Hi Kamil, hi Markus,
upgrading the Selenium plugin is very appreciated!
> Besides that, the plugin also needs some overhaul.
Definitely.
> It currently first downloads the URL with HttpClient, and then, depending on
> MIME-type, it may or may not forward the URL to Selenium so it can be
> downloaded again.
This makes some sense if you do not know anything about the URL.
- a HEAD request could do almost the same
- often one knows whether there are only HTML pages or also PDFs, zip files,
and other stuff not suitable for Selenium. Could make the HEAD request
optional.
> merging the lib-selenium plugin with the protocol-selenium plugin
I guess lib-selenium is to share common components between protocol-selenium and
protocol-interactiveselenium.

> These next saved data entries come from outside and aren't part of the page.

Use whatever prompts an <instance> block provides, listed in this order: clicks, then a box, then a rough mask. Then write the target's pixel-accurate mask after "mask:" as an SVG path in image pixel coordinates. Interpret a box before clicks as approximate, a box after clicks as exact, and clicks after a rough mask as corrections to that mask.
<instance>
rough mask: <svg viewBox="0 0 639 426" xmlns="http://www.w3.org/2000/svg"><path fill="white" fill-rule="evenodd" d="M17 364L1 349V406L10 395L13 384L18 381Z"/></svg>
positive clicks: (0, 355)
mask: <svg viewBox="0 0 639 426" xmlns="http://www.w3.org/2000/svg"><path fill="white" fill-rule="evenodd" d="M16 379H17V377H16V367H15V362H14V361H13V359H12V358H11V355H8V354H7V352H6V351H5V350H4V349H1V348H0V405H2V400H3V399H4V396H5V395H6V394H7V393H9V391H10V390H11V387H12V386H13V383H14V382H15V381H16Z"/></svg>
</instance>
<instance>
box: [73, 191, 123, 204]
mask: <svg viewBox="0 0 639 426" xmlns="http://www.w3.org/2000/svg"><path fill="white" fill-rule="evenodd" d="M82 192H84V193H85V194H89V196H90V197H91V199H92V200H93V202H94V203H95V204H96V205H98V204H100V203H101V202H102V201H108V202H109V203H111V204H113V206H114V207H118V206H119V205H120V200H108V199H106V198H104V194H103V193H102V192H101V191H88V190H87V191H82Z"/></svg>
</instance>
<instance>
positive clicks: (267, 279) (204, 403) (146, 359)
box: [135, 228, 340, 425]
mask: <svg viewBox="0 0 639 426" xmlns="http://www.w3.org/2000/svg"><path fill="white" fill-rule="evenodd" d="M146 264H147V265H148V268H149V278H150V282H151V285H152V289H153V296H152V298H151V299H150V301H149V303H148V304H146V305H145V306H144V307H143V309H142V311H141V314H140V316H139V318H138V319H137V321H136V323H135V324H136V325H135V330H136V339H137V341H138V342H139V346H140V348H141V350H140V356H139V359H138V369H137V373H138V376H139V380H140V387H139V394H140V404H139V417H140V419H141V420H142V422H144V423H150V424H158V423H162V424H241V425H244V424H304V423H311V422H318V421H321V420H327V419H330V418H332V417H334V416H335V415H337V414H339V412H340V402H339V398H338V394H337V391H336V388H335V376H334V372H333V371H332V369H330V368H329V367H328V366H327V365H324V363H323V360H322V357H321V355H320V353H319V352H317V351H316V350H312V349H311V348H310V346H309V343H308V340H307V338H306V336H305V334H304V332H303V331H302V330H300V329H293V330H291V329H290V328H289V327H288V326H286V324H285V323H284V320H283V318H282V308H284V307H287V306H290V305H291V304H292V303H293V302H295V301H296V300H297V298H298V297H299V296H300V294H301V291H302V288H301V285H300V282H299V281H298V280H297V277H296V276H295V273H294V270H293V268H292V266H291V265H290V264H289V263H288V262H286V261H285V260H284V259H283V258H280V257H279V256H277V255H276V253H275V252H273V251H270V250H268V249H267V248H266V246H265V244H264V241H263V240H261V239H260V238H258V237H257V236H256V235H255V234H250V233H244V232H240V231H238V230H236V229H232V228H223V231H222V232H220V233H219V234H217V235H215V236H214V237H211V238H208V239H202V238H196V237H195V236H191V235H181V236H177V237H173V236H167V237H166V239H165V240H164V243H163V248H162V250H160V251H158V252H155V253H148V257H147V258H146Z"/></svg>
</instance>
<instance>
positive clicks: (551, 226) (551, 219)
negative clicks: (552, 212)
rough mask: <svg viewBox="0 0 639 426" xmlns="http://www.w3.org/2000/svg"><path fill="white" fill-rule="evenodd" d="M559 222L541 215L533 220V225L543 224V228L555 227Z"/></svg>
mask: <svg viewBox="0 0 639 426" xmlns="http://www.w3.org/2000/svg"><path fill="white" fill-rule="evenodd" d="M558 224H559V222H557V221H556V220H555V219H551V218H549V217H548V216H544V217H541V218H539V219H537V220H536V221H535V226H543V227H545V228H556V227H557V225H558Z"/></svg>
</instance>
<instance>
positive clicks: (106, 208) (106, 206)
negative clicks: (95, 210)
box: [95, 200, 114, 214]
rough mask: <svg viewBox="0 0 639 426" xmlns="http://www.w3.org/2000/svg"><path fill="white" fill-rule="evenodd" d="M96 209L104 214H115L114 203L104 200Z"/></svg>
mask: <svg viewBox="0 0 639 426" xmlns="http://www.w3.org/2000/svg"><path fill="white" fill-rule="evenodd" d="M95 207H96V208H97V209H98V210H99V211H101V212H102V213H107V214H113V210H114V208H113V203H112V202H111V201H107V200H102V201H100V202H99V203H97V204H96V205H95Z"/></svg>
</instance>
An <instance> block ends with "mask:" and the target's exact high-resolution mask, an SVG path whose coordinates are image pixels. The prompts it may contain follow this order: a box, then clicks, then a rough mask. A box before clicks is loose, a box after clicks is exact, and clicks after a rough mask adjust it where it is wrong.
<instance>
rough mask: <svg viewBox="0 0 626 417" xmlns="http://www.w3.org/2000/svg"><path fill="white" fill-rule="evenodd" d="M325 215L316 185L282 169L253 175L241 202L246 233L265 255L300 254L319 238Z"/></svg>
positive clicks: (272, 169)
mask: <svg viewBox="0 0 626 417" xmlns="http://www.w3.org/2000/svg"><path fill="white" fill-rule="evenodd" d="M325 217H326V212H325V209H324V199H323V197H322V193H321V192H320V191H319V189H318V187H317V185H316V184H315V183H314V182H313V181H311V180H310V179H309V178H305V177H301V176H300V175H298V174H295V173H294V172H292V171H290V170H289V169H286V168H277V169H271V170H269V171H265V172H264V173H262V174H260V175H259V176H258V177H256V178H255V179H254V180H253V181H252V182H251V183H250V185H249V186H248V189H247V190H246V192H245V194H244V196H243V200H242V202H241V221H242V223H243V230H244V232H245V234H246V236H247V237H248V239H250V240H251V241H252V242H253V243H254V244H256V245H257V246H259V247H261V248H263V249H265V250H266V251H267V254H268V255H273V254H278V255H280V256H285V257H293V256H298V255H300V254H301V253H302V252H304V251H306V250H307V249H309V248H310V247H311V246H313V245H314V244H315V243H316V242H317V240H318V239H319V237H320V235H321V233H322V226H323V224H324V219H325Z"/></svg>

Maybe merge all three? Or skip interactiveselenium
for now.
~Sebastian
On 1/17/23 19:56, Markus Jelsma wrote:
Hello Kamil,
Yes, the plugin needs some upgrading indeed. We use a modern version of it
elsewhere and it works really well, at least better than HtmlUnit.
Besides that, the plugin also needs some overhaul. It currently first downloads
the URL with HttpClient, and then, depending on MIME-type, it may or may not
forward the URL to Selenium so it can be downloaded again.
There is a lot of code in the plugin that should be removed. I would also opt
for merging the lib-selenium plugin with the protocol-selenium plugin. There is
no obvious need for having it separated.
These can be, of course, separate tasks.
Regards,
Markus
Op di 17 jan. 2023 om 17:49 schreef Kamil Mroczek <[email protected]>:
Hello,
I am sending a message to inquire whether I should submit a patch which
updates selenium to the latest version. Although it is a major version
upgrade to the library, very few code changes were needed to update.
For a preview of the changes I made you can look here
<https://github.com/Elio-Earth/nutch/commit/9960f14bce0f0d6cebc406556a298a7c8c2e6b9f>.
Although not used in the code anymore (it was commented out), PhantomJS support has
been removed from Selenium in the latest version. The commit also removes Opera since
it was commented out but I can leave that in if needed. The build and tests pass. I
have been using the Chrome driver successfully with it and would just need to run a
quick test with Firefox to make sure it works too.
I have only been using Nutch for about a month but have spent quite a bit of
time looking over different parts of the code to understand how to configure
it and change it.
Kamil